The team at SFA assists more than 100 communities each year in the planning and financing of their new sports, recreation, events, and wellness facilities. From the get-go, many clients or community stakeholders are curious about the outcome and what it means for their future. At SFA, we have 3 categories of feasibility results: Yes, No, and Yes-If. Let’s take a brief look at each outcome.
Feasibility “Yes” (approx. 30% of SFA assessments)Each feasibility study with SFA begins with a business development planning session (BDPS) where the goals, objectives, challenges, and opportunities are defined. If the sports participation rates, market demographics, propensity to spend on sports/recreation, and a myriad of other factors add up to create a sustainable business model that meets your definition of success (health, economic, financial), then your project will be assessed as feasibility “yes” and will be eligible to move into finance support services.

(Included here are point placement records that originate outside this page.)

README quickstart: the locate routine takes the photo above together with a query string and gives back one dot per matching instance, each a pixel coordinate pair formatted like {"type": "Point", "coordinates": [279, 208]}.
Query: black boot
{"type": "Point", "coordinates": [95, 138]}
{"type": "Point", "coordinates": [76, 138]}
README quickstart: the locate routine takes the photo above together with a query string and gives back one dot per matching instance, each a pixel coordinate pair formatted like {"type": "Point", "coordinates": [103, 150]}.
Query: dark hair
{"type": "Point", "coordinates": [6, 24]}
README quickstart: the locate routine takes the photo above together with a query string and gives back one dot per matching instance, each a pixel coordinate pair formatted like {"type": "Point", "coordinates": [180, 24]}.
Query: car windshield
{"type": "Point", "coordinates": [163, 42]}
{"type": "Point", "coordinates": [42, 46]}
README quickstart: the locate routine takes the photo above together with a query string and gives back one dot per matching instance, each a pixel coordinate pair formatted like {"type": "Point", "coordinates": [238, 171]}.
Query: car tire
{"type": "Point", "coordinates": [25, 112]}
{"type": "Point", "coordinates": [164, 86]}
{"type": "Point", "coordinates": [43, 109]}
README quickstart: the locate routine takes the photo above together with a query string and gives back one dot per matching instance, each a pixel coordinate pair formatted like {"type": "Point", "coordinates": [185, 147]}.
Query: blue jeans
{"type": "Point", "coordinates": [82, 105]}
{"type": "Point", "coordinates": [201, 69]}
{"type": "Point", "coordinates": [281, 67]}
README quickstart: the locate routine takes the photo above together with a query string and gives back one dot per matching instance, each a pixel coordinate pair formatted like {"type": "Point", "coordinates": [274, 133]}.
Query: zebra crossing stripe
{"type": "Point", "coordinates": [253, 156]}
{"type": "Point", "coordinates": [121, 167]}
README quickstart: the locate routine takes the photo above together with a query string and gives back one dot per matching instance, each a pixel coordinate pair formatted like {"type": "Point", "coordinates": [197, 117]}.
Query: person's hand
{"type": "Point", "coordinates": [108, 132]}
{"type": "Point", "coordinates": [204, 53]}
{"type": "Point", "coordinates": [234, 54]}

Feasibility “No” (approx. 30% of SFA assessments)At SFA, we’re focused on doing things the right way, and sometimes that means telling the hard truth. Many factors contribute to a project receiving a feasibility “no.” The business model selected may be too rigid, the market demographics may be too sparse or lack expendable income, the surfaces (ice, pool) may be too expensive, or the project goal for success can’t be met with the constraints expressed in the business development planning session. In the end, it’s better to have invested in an accurate, realistic assessment than to have invested hundreds of thousands, if not millions, in an insecure business.